この国の住民の物忘れは甚だしいものがある。もうこりごりだと思った戦争が終わって、僅か60年しか経っていないのに、もっと上手くやっていれば勝てた戦争だったと言いだす連中がいる。
戦後僅か5年後の、朝鮮戦争ですでにそうした連中が台頭し始めている。そん典型が先ごろ政権を放り出した阿倍ボッチャマの祖父の、A級戦犯の岸信介である。
とりわけ、唯一の被爆国の日本は広島・長崎を中心とした「非核」思想が根 底にあったはずである。
ところが、6者協議などを見ていると、新たな核開発に反対しているだけのように見えてならない。

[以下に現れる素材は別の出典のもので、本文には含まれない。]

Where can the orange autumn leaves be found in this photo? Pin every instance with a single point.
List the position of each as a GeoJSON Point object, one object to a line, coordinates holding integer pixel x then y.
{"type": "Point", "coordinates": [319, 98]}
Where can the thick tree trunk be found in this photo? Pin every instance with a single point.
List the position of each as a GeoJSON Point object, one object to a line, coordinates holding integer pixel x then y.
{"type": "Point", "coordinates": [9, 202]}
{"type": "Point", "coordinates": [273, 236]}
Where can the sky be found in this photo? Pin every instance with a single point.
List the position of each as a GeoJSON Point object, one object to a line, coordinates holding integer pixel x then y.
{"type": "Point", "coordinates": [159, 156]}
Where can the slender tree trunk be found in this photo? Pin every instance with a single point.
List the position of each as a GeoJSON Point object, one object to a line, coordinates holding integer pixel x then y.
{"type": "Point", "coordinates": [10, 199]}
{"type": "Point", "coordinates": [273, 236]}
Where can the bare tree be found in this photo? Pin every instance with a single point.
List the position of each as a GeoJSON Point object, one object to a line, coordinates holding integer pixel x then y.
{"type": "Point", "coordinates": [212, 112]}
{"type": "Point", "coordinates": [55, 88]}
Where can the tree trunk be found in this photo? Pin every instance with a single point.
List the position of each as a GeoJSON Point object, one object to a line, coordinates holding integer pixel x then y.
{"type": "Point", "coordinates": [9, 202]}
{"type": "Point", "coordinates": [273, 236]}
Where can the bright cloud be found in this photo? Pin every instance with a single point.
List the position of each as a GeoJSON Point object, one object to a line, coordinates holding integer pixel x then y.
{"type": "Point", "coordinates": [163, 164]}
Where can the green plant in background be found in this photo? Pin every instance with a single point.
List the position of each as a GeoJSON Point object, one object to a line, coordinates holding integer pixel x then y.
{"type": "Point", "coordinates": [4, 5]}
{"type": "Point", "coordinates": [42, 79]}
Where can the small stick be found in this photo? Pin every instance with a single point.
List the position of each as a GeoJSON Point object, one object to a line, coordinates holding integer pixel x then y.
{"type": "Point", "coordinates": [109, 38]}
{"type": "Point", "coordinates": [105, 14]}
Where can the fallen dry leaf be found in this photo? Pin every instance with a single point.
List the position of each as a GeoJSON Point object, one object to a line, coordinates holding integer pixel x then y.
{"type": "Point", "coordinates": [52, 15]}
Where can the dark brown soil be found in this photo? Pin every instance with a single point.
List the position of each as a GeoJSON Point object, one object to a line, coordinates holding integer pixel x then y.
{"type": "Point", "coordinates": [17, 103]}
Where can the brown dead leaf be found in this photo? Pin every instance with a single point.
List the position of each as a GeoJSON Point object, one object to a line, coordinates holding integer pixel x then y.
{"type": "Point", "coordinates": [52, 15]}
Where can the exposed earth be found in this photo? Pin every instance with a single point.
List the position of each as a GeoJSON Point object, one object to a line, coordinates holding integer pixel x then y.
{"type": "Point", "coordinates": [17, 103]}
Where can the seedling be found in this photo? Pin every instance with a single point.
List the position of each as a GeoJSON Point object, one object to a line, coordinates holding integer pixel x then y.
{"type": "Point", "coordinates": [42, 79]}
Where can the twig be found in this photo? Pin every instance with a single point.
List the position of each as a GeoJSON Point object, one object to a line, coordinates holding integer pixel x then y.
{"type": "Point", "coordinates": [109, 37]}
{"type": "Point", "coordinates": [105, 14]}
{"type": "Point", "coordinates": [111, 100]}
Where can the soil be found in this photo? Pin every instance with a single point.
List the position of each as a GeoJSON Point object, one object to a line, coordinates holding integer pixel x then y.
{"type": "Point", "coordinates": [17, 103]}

つまり、アメリカなどの大国の核は容認して、そのおこぼれにあずかろうというのである。
これは、核兵器反対思想の放棄である。アメリカや中国の核兵器の存在をも否定しない姿勢は、被爆国の基本的な思想・ヒューマニズムの原点さえも放棄するものであるといえる。
毎年、元旦に核兵器廃絶を訴えて座り込む、長崎の人たちはその原点を失っていない。銃撃されながら一命を取り留めた、元長崎市長の本山さんは高齢を押して出席している。
原爆仕方がなかった放言の地元出身の元防衛庁長官も、見習ったらどうだろう。この国の政権内には、喉元過ぎれば忘れたしまう連中が群れをなしている。
阿倍ボンもそうであったが、日本核武装論を唱える連中が後を絶たない。大阪知事選に立候補するなどと言っている、弁護士タレントも同じことを言っている。
非核とは、特定の国核兵器を容認しながら、新たな国の核開発に反対するものであってはならない。あらゆる国の核兵器に反対することである。ましてや、北朝鮮のように管理すらおぼつかない国が、外交の取引として使われる現実を、認めてはならないのである。